If you're running nginx I am using the following:
if ($http_user_agent ~* "SemrushBot|Semrush|AhrefsBot|MJ12bot|YandexBot|YandexImages|MegaIndex.ru|BLEXbot|BLEXBot|ZoominfoBot|YaK|VelenPublicWebCrawler|SentiBot|Vagabondo|SEOkicks|SEOkicks-Robot|mtbot/1.1.0i|SeznamBot|DotBot|Cliqzbot|coccocbot|python|Scrap|SiteCheck-sitecrawl|MauiBot|Java|GumGum|Clickagy|AspiegelBot|Yandex|TkBot|CCBot|Qwantify|MBCrawler|serpstatbot|AwarioSmartBot|Semantici|ScholarBot|proximic|GrapeshotCrawler|IAScrawler|linkdexbot|contxbot|PlurkBot|PaperLiBot|BomboraBot|Leikibot|weborama-fetcher|NTENTbot|Screaming Frog SEO Spider|admantx-usaspb|Eyeotabot|VoluumDSP-content-bot|SirdataBot|adbeat_bot|TTD-Content|admantx|Nimbostratus-Bot|Mail.RU_Bot|Quantcastboti|Onespot-ScraperBot|Taboolabot|Baidu|Jobboerse|VoilaBot|Sogou|Jyxobot|Exabot|ZGrab|Proximi|Sosospider|Accoona|aiHitBot|Genieo|BecomeBot|ConveraCrawler|NerdyBot|OutclicksBot|findlinks|JikeSpider|Gigabot|CatchBot|Huaweisymantecspider|Offline Explorer|SiteSnagger|TeleportPro|WebCopier|WebReaper|WebStripper|WebZIP|Xaldon_WebSpider|BackDoorBot|AITCSRoboti|Arachnophilia|BackRub|BlowFishi|perl|CherryPicker|CyberSpyder|EmailCollector|Foobot|GetURL|httplib|HTTrack|LinkScan|Openbot|Snooper|SuperBot|URLSpiderPro|MAZBot|EchoboxBot|SerendeputyBot|LivelapBot|linkfluence.com|TweetmemeBot|LinkisBot|CrowdTanglebot|ClaudeBot|Bytespider|ImagesiftBot|Barkrowler|DataForSeoBo|Amazonbot|facebookexternalhit|meta-externalagent|FriendlyCrawler|GoogleOther|PetalBot|Applebot") { return 403; }
That will block those that actually use recognisable user agents. I add any I find as I go on. It will catch a lot!

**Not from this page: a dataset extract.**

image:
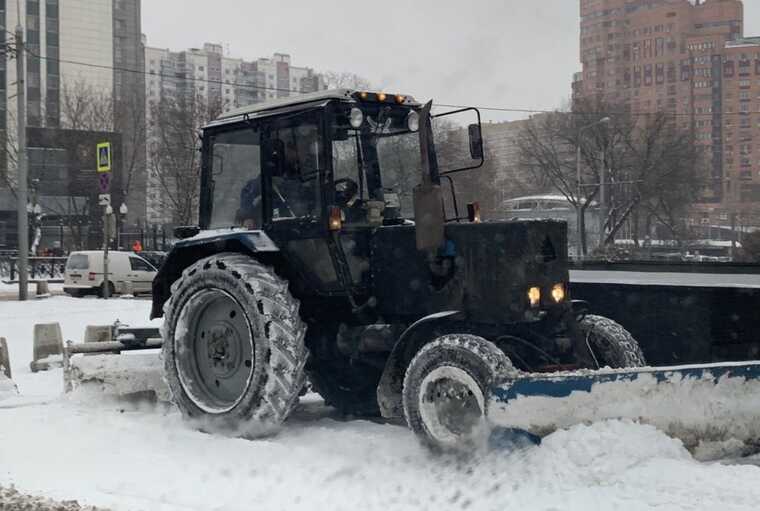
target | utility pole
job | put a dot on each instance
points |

I also have a huuuuuge IP based block list (generated by adding all ranges returned from looking up the following AS numbers):
AS45102 (Alibaba cloud) AS136907 (Huawei SG) AS132203 (Tencent) AS32934 (Facebook)
Since these guys run or have run bots that impersonate real browser agents.
There are various tools online to return prefix/ip lists for an autonomous system number.
I put both into a single file and include it into my web site config files.
EDIT: Just to add, keeping on top of this is a full time job! EDIT 2: Removed Mojeek bot as it seems to be a normal web crawler.